Neben den "klassischen" Substraten der Matrix Metalloproteinasen, also den Bestandteilen der Extrazellulären Matrix, kommen seit einiger Zeit auch Blutplasmaproteine in Frage. Inzwischen konnten MMPs auch in der Blutbahn bzw. in unmittelbarem Kontakt zu dieser nachgewiesen werden. Im Rahmen dieser Arbeit sollten verschiedene, durch MMPs induzierte Spaltungen von Blutplasmaproteinen näher untersucht werden, um letztlich ihre physiologische Relevanz abschätzen zu können.
Die Aktivierung des Prothrombins durch die MT1-MMP (MMP-14) konnte bereits durch anschließende Spaltung des synthetischen Thrombin-Substrates S-2238 von mir gezeigt werden. Spaltung und Aktivierung sollten nun näher charakterisiert werden. Es ergab sich die Frage, ob bei dieser Aktivierung ähnliche oder sogar die gleichen Intermediate wie bei der in vivo Aktivierung durch den Prothrombinase-Komplex gebildet werden und ob diese auch eine entsprechende Aktivität gegen makromolekulare Substrate aufweisen.

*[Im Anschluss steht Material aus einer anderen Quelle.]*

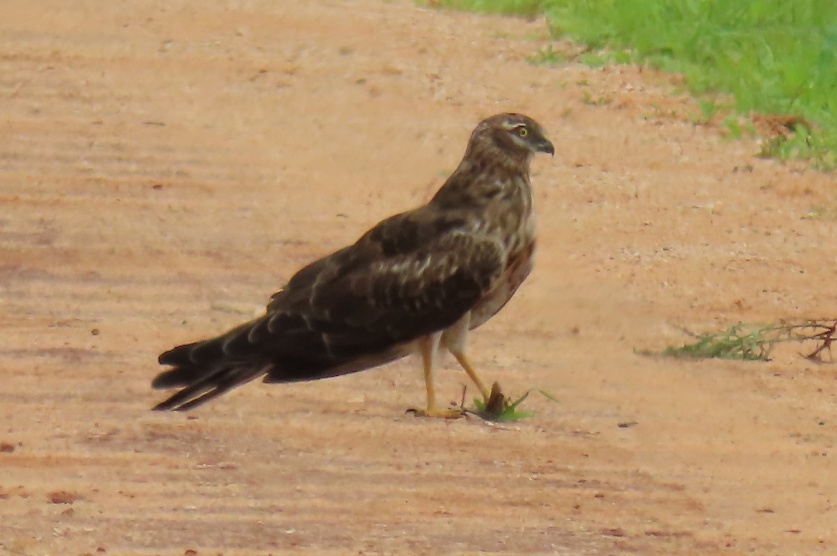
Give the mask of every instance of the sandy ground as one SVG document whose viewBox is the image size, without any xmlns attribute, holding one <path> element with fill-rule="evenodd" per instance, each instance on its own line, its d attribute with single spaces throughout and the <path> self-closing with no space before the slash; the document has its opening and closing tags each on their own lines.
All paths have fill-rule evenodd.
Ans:
<svg viewBox="0 0 837 556">
<path fill-rule="evenodd" d="M 832 176 L 693 125 L 675 80 L 531 65 L 542 21 L 377 0 L 3 12 L 0 553 L 837 550 L 833 366 L 634 353 L 683 342 L 675 325 L 837 314 L 834 223 L 806 218 Z M 416 419 L 410 359 L 149 411 L 157 353 L 425 201 L 508 111 L 557 155 L 534 163 L 536 270 L 472 352 L 560 404 Z"/>
</svg>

Bei der Suche nach dem aktiven Fragment zeigte das durch die MT1-MMP und auch MMP-12 in vitro generierte Thrombin eine proteolytische Aktivität nicht nur gegen das chromogene Substrat S-2238, sondern auch gegen makromolekulare Substrate.

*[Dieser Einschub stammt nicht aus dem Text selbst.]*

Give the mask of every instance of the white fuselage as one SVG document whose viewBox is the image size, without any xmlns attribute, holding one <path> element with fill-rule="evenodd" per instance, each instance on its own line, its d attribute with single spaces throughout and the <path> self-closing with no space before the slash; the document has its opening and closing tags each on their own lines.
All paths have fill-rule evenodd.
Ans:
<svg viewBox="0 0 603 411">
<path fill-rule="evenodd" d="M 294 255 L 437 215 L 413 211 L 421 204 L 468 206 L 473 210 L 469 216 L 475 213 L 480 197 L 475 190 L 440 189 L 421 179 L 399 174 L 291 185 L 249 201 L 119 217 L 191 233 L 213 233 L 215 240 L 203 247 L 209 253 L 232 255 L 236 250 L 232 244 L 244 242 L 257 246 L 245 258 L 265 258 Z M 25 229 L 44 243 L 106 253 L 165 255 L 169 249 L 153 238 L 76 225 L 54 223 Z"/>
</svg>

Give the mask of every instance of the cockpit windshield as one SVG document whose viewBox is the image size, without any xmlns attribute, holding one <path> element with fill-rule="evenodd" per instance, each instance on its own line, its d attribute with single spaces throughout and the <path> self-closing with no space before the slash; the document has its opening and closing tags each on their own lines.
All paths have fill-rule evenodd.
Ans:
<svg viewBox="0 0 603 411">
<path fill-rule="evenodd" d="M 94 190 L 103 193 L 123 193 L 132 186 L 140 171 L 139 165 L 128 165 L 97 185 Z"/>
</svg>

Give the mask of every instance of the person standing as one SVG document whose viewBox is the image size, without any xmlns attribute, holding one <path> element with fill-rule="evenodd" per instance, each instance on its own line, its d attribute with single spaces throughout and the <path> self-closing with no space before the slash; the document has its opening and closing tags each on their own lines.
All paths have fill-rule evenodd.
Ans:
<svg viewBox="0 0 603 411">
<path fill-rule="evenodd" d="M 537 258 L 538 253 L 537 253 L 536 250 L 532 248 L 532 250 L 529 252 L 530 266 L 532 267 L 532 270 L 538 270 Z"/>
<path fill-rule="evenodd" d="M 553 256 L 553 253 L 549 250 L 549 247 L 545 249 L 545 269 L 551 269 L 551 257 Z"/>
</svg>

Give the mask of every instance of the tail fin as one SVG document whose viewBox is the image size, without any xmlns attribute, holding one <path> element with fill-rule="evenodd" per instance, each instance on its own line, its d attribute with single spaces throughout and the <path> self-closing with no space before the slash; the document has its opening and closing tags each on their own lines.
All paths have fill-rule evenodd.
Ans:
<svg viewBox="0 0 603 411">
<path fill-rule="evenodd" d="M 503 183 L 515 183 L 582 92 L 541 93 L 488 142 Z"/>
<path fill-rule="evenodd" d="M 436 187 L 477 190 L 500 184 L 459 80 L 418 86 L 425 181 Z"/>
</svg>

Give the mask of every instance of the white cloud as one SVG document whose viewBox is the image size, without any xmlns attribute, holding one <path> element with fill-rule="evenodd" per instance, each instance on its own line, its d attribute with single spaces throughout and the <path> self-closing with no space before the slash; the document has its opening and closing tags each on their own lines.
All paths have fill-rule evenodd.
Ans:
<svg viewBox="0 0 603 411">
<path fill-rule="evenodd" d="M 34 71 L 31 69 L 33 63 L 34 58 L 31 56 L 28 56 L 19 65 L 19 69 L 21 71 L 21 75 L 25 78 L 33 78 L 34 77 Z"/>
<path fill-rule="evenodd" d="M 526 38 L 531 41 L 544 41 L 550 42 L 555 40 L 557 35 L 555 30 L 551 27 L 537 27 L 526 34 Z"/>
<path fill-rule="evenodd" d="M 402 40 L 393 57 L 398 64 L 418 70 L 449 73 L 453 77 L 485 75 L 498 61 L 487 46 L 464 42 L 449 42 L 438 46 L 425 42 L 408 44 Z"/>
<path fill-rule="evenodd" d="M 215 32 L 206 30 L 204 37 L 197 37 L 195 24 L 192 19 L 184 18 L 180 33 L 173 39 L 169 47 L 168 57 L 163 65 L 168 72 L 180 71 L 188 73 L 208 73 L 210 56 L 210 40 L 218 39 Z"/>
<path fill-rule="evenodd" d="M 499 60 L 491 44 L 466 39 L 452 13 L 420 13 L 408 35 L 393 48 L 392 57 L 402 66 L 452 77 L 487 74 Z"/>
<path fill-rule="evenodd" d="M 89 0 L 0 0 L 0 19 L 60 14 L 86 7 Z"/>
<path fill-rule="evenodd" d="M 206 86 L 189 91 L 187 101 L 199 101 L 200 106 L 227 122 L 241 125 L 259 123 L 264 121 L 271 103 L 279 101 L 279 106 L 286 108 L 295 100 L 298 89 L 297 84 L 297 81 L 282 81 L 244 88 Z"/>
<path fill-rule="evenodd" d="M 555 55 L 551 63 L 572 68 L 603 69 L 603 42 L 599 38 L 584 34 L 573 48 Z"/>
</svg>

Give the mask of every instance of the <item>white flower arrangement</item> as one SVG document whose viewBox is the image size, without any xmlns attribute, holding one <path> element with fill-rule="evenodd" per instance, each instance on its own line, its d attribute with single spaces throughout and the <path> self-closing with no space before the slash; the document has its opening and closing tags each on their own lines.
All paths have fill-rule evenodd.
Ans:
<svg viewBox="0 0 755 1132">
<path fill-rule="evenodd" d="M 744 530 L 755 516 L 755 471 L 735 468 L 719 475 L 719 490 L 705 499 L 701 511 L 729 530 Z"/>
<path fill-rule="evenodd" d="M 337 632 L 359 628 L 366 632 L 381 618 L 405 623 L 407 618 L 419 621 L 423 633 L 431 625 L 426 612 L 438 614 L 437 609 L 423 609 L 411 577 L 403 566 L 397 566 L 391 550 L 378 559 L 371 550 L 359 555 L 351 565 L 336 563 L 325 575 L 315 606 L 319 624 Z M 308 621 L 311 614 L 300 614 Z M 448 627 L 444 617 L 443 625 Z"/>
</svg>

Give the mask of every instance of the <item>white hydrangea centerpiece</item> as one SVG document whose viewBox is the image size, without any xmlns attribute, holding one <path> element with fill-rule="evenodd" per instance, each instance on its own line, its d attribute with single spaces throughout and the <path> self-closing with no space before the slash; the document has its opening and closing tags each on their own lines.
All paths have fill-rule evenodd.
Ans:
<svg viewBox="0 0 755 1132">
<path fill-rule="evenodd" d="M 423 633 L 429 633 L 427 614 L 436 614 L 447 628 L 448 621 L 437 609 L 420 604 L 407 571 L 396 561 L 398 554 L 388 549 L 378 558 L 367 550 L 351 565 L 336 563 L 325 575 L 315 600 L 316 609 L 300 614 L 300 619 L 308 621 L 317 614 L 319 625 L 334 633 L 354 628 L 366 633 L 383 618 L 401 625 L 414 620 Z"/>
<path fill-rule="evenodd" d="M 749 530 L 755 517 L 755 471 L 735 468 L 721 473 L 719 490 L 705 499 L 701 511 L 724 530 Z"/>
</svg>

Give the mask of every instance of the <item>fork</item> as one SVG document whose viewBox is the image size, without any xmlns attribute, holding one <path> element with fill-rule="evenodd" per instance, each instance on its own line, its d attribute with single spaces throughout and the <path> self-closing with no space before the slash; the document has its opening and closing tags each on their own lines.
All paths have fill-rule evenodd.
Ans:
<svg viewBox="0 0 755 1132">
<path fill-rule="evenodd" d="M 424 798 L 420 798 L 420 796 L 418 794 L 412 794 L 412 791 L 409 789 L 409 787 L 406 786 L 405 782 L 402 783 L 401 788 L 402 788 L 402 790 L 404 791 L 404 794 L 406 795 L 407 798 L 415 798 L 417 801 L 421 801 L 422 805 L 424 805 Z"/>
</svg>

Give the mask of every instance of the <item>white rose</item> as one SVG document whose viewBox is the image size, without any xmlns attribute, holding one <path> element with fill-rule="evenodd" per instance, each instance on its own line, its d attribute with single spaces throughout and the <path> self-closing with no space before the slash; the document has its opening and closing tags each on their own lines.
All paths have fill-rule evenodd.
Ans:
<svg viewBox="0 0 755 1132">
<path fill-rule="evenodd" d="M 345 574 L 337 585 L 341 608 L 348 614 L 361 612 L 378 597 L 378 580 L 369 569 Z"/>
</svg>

Im Verlauf der Arbeit konnten mehrere Spezies mit einer amidolytischen Aktivität gegenüber dem synthetischen Substrat identifiziert werden. Zum größten Teil handelt es sich hierbei um Intermediate, wie sie auch bei der Aktivierung in vivo auftreten. Die Separierung der einzelnen Fragmente gelang mittels HPLC-Ionenaustausch-Chromatographie (TSK-SP), gefolgt von "Reversed Phase"-HPLC an einer C18-Säule mit polarem "Endcapping".
Durch N-terminale Aminosäure-Sequenzierung konnte festgestellt werden, dass die Spaltung des Prothrombins durch die MT1-MMP und die sich daraus ergebende Aktivierung letztlich das [alpha]-Thrombin generiert, also dieselbe Spezies, die in vivo durch den Faktor X bzw. den Prothrombinase-Komplex gebildet wird. Weiterhin wurde auch die Aktivierung des Prothrombins durch die MMP-12 näher untersucht, hierbei konnten mittels N-terminaler Aminosäure-Sequenzierung weitere Aktivierungsprodukte identifiziert werden.
Weiterhin konnte die Degradierung des Hagemann-Faktors durch die MMP-12, die MMP-13 und die MT1-MMP charakterisiert werden. Anders als bei der MMP-induzierten Aktivierung des Prothrombins handelt es sich hierbei um einen Abbau, also eine irreversible Inaktivierung. Die N-terminale Aminosäure-Sequenzierung der entstehenden Fragmente ergab, dass der normale Aminoterminus der B-Kette des Faktors XIIa (V373-V-G-G-) durch jede der untersuchten MMPs entfernt wird. Da dessen Vorhandensein erst die Ausbildung einer spezifischen Salzbrücke unter Aktivierung ermöglicht und somit für die katalytische Aktivität essentiell ist, wurde nach seiner Abspaltung keine Aktivität mehr nachgewiesen. Eine Aktivierung des latenten Hagemann-Faktors durch seinen natürlichen Aktivator Kallikrein ist damit ebenfalls nicht mehr möglich.
Zum Nachweis der physiologischen Relevanz der gezeigten Aktivierung von Prothrombin durch MMPs wurden immunhistologische Untersuchungen an Gewebeschnitten von Krebspatienten durchgeführt. Mit Hilfe einer Immun-Doppelfärbung von MT1-MMP und Fibrin konnte eine deutliche Korrelation zwischen der Präsenz der MT1-MMP an der Oberfläche von Tumorzellen und der Ausbildung von Fibrin-Ablagerungen um Tumornester herum gezeigt werden.
Basierend auf der Proteolyse von Fibrinogen durch die MMP-8, die MMP-12, die MMP-13 und MT1-MMP wurde die Gerinnbarkeit von MMP-degradiertem Fibrinogen nach der Methode von Clauss untersucht. Es zeigte sich, dass durch die Abspaltung von Fibrinpolymerisationsstellen eine erhebliche Beeinträchtigung der Gerinnung erfolgt, und zwar bei allen untersuchten MMPs in vergleichbarem Ausmaß.